Despite the increase in the number of vaccinated people and the considerable effects of COVID-19 vaccines in protecting against severe illness, the pandemic is not yet under control.

Detecting new variants of SARS-CoV-2 and reporting patients with severe illness has highlighted the importance of identifying effective and safe medications against COVID-19.

Molnupiravir is a small-molecule prodrug with promising antiviral properties against SARS-CoV-2.

Given the important role of RdRp in the replication and transcription process of SARS-CoV-2 RNA, it has been a key target in the ongoing search for novel antiviral medications with acceptable efficacy and safety profile against COVID-19.

Molnupiravir is a well-known viral RdRp inhibitor with remarkable mutagenic effects on viral RNA.

NHC (the active form of molnupiravir) is a potent antiviral against SARS-CoV-2 in infected cell culture models.

Molnupiravir has shown antiviral activity against SARS-CoV-2 through reducing viral load in the respiratory tract and virus transmission in animal models.

There are controversial data regarding the in vitro cytotoxicity profile of NHC. While most of the preclinical studies have demonstrated a favorable cytotoxicity profile, possible genotoxic effects should not be ignored.

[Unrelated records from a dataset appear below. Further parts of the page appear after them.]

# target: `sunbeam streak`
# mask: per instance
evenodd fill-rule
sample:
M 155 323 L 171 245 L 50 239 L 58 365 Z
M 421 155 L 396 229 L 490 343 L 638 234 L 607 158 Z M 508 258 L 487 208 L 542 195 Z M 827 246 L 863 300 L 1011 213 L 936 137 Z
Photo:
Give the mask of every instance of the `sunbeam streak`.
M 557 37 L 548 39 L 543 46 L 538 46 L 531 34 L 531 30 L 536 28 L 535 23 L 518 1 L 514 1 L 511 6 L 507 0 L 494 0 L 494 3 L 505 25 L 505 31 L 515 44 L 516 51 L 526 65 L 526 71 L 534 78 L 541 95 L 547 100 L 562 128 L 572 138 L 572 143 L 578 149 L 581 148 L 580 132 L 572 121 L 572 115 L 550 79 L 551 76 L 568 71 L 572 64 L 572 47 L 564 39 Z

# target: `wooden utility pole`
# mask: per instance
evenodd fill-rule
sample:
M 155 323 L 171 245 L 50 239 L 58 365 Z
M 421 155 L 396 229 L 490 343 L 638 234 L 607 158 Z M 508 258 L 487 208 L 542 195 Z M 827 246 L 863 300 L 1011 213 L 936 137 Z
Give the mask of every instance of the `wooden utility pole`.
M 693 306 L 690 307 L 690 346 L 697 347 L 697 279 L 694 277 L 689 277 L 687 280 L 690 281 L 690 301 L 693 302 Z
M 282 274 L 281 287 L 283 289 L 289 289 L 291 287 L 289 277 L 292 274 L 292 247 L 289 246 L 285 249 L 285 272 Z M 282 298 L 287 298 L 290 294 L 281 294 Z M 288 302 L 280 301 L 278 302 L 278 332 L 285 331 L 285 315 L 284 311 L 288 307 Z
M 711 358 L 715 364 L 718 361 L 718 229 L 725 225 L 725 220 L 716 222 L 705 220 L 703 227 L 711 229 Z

No significant short-term adverse effect has been reported in animal models following the administration of molnupiravir.

According to available clinical trials, the antiviral medication seems to be safe at a dose of 800 mg, twice daily for 5 days, in both healthy and COVID-19 populations.

Early treatment with molnupiravir (800 mg, twice daily for 5 days) could decrease the risk of hospitalization or mortality in mild-to-moderate COVID-19 patients with one or more risk factors for progression to severe forms of the disease.

Conducting future randomized clinical trials are still needed to evaluate the long-term safety profile of molnupiravir as well as its efficacy in both vaccinated and unvaccinated populations.